Il nous a poussé et aidé à nous remettre sans cesse en question pour améliorer l’ensemble. Vous imaginez trois quadras
passionnés de BD... c’était une aventure humaine épanouissante!

Melle est toute proche d’Angoulème; serez-vous au Festival de la BD en janvier prochain?

Laurent: Je vais à Angoulème depuis la création du festival. Au début des années 80, je collaborais à
un fanzine, «Zone de rêves». Et je peux dire que j’ai assisté à la naissance du festival de l’intérieur. Je
me souviens d’un petit débutant à lunette qui m’avait dédicacé son premier
bouquin... des histoires de Chat. Enfin, ce qui change pour janvier prochain, c’est que je suis de
l’autre côté de la table pour les dédicaces.

Messieurs, un second tome? Une suite? Un nouveau one-shot?

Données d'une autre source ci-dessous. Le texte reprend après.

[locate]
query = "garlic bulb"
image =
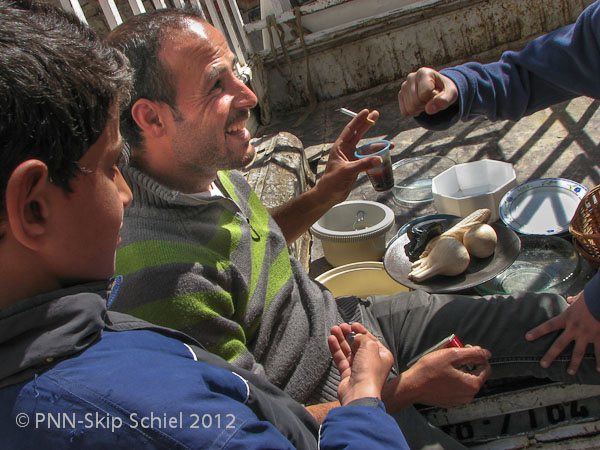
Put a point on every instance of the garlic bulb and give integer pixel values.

Laurent: Cette collaboration a trois nous a donné envie de continuer à travailler ensemble. Soit
sur un nouveau projet, soit sur une suite.

«Aux îles, point de Salut» peut être lu comme un one-shot mais nous avons laissé une porte
ouverte pour une suite. Le scénario est déjà écrit.

Stéphane: Après la suite, une adaptation au cinéma par Clint Eastwood... (rires) ou mieux, par
Djamel. On peut toujours rêver... parfois ça se réalise.
Et depuis la sortie d’«Aux îles, point de salut», on évolue en zone de rêve!